At the recent Next ‘26 conference, Google introduced Google Cloud Fraud Defense, the successor to reCAPTCHA. The platform goes beyond basic bot detection to address broader online fraud across login, account creation, and payment flows, helping organizations detect suspicious behavior and block abuse, including fake accounts, automated attacks, and transaction fraud.
According to the cloud provider, Fraud Defense combines Google’s global threat intelligence with machine learning to evaluate activity from humans, bots, and AI agents, while maintaining a low-friction experience for legitimate users. Jian Zhen, lead product manager at Google, describes the transition:
reCAPTCHA will continue to be the core bot defense pillar of the broader Fraud Defense platform. Existing reCAPTCHA customers are automatically Fraud Defense customers, with no migration required, no action needed, and no change to pricing. Your existing site keys and integrations remain exactly as they are today.
Google says Fraud Defense is designed to address emerging forms of online fraud as attacks shift from automated bots to account takeovers and AI-driven identity fraud. The service is designed to detect suspicious activity before it reaches a site and to analyze signals across the entire user interaction, including registration, login, and payment, to identify coordinated fraud attempts. Google claims the system can reduce account takeover attempts while verifying most legitimate users in the background, avoiding disruptions to normal transactions. Zhen adds:
In the agentic economy, friction kills conversion. Fraud Defense is designed to be invisible for the majority of users, replacing disruptive puzzles with silent background verification.
Cloud Fraud Defense provides risk scores and reason codes through the existing reCAPTCHA APIs, enabling customers to automate security policies. Developer Rasu tested the service and shared their findings:
What strikes me most about this announcement is the timing. Google did not just decide to rebuild reCAPTCHA for fun. They did it because the threat landscape has fundamentally changed. (...) The old CAPTCHA approach is simply not adequate for this world anymore. You cannot reliably tell a human from an AI-generated bot using static challenges.
Source: Google Cloud blog
Reddit users echo these concerns about reCAPTCHA v3, highlighting a broader shift in digital trust, where verification increasingly applies not only to human users but also to bots and autonomous agents.

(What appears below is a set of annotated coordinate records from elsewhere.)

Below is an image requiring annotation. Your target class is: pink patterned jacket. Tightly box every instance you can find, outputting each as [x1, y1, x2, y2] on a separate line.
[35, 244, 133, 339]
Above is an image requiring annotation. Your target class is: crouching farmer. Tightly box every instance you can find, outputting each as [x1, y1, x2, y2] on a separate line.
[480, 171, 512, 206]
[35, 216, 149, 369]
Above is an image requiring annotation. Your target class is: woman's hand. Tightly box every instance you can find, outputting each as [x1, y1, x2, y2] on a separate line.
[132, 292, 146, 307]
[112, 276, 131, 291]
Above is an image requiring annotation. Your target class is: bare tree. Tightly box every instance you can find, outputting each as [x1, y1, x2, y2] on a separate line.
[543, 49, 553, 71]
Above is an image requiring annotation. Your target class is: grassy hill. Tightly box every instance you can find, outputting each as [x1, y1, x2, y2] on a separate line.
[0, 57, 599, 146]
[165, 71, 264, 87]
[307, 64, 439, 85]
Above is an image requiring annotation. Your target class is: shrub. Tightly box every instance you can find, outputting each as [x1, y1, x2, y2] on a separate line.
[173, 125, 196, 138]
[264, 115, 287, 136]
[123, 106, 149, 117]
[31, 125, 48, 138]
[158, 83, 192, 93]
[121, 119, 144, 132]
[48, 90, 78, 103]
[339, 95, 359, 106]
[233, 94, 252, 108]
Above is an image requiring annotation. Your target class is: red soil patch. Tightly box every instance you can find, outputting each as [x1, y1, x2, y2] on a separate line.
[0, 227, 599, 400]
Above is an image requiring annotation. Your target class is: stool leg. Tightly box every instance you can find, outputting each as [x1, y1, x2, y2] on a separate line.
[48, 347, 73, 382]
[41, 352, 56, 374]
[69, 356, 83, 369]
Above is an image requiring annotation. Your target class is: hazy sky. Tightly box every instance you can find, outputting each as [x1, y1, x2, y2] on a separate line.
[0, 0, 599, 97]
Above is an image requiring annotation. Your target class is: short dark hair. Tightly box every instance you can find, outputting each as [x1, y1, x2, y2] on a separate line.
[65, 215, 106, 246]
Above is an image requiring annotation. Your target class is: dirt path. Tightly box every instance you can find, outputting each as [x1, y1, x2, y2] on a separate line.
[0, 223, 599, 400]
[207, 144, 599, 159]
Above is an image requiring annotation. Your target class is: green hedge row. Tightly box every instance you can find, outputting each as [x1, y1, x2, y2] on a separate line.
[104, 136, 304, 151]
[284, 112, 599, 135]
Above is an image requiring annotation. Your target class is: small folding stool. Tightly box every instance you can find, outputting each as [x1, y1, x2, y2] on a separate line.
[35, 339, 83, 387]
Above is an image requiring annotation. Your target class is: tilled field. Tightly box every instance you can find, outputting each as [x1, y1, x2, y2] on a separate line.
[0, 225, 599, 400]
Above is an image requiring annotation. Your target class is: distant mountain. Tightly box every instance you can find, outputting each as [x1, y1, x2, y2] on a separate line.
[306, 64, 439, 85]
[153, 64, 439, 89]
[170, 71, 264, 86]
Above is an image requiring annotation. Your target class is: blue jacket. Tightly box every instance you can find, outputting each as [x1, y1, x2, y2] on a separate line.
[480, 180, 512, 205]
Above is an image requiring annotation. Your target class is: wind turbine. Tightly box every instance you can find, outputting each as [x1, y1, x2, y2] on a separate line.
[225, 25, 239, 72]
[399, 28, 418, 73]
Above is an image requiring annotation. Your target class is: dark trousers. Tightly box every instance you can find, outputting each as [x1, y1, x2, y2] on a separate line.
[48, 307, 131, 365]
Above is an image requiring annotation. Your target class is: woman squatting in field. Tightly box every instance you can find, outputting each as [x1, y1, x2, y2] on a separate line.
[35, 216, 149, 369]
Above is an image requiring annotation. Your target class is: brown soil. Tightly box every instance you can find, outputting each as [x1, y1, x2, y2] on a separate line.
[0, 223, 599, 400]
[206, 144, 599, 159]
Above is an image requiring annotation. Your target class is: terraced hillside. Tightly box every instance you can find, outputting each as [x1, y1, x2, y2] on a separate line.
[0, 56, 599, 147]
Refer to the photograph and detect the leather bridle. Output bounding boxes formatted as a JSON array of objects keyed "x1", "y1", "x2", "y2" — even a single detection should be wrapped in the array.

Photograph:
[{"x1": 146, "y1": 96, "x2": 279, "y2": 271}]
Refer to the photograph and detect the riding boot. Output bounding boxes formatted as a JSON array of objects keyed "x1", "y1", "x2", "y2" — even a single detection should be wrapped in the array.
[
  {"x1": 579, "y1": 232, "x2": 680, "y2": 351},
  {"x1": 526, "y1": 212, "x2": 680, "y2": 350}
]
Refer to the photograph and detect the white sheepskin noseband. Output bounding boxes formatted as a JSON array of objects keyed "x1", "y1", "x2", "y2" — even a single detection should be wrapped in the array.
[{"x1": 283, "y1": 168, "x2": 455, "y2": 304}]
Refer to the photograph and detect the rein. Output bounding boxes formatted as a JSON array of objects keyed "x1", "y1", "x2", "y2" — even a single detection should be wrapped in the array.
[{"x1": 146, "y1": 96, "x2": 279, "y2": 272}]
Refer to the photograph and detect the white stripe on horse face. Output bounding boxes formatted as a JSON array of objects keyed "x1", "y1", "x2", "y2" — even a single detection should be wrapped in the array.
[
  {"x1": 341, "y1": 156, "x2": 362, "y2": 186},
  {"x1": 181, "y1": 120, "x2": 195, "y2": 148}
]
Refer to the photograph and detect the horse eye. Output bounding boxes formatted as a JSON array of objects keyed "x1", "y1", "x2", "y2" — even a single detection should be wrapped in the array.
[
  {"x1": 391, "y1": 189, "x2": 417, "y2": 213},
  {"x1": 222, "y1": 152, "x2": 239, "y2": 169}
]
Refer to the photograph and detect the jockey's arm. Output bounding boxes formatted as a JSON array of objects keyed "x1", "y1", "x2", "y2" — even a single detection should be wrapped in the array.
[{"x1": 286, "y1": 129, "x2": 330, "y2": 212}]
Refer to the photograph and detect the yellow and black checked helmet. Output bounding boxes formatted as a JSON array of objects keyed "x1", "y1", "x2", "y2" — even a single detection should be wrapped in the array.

Google is not the only provider offering managed CAPTCHA systems to distinguish between human and automated access. As previously reported on InfoQ, Cloudflare offers Turnstile, designed to preserve user privacy, stop bots, and enhance the user experience. AWS supports WAF rules to trigger CAPTCHA or Challenge actions.
Zhen presented the breakout session "Preventing Fraud and Abuse: Securing the New Agent Economy" at Next '26. The recording is publicly available.
Earlier this year, Google announced that reCAPTCHA would shift from a data controller to a data processor model, aligning its data handling with other Google Cloud services. Under this change, organizations deploying reCAPTCHA on their websites become the data controllers responsible for determining how their users' personal data is used.
Cloud Fraud Defense uses the same usage-based pricing model as reCAPTCHA. Organizations receive up to 10000 security assessments per month at no cost, after which charges apply based on volume.